I am smiling ear to ear as I type this! My nemesis the PUSH UP, was finally conquered this morning! I've never been able to do a push up. I worry about my form, my arms have always been weak; I avoided push ups like the plague. I can do squats until the cows come home, but a push up makes me feel like a total wimp.
Last month, when I saw that Kelly had me doing push ups (normal ones, incline and decline) I about croaked! How on earth was I going to do that?!?!?! Well, I didn't want to say to her, "I'm sorry, I'm taking this very seriously, but you're going to have to come up with another exercise for me...AA doesn't do push ups..." Yeah, that would go over well. ::: eye roll :::: So obediently, I did the girly push ups right there in front of God and everyone on the gym floor. My face turning ten shades of red from strained effort and sheer embarassment (who wants to openly ADMIT they can't do it?!?!?) But I did it, for over a month.

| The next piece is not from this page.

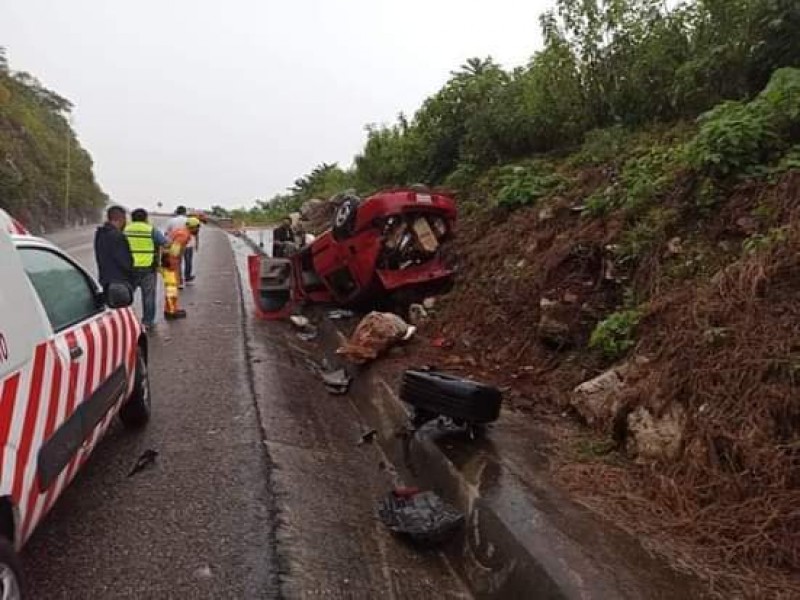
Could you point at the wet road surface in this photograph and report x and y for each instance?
(259, 489)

Today, I was working out solo and its so much harder to work out alone as a woman and not feel like every pair of eyes are on you just ready to critique you or look at you doubtedly (yeah, right, like she's serious about working out) and there in my journal, read "PUSH UPS, 3 sets of 10, wide" Are you serious? I have to do these when I'm alone? Not even a girlfriend to chat with, or do them with or at least someone to offer comfort and support? I was alone. So... I said, "what the hell..." and I got in position, REAL position and slowly lowered myself down to the floor. I did it! HOLY HELL, I DID IT! I did it 10 times!!!!! I did it!!!! 3 sets of 10!!!!!
I believe I smiled the entire remainder of my workout. Today was a beautiful day.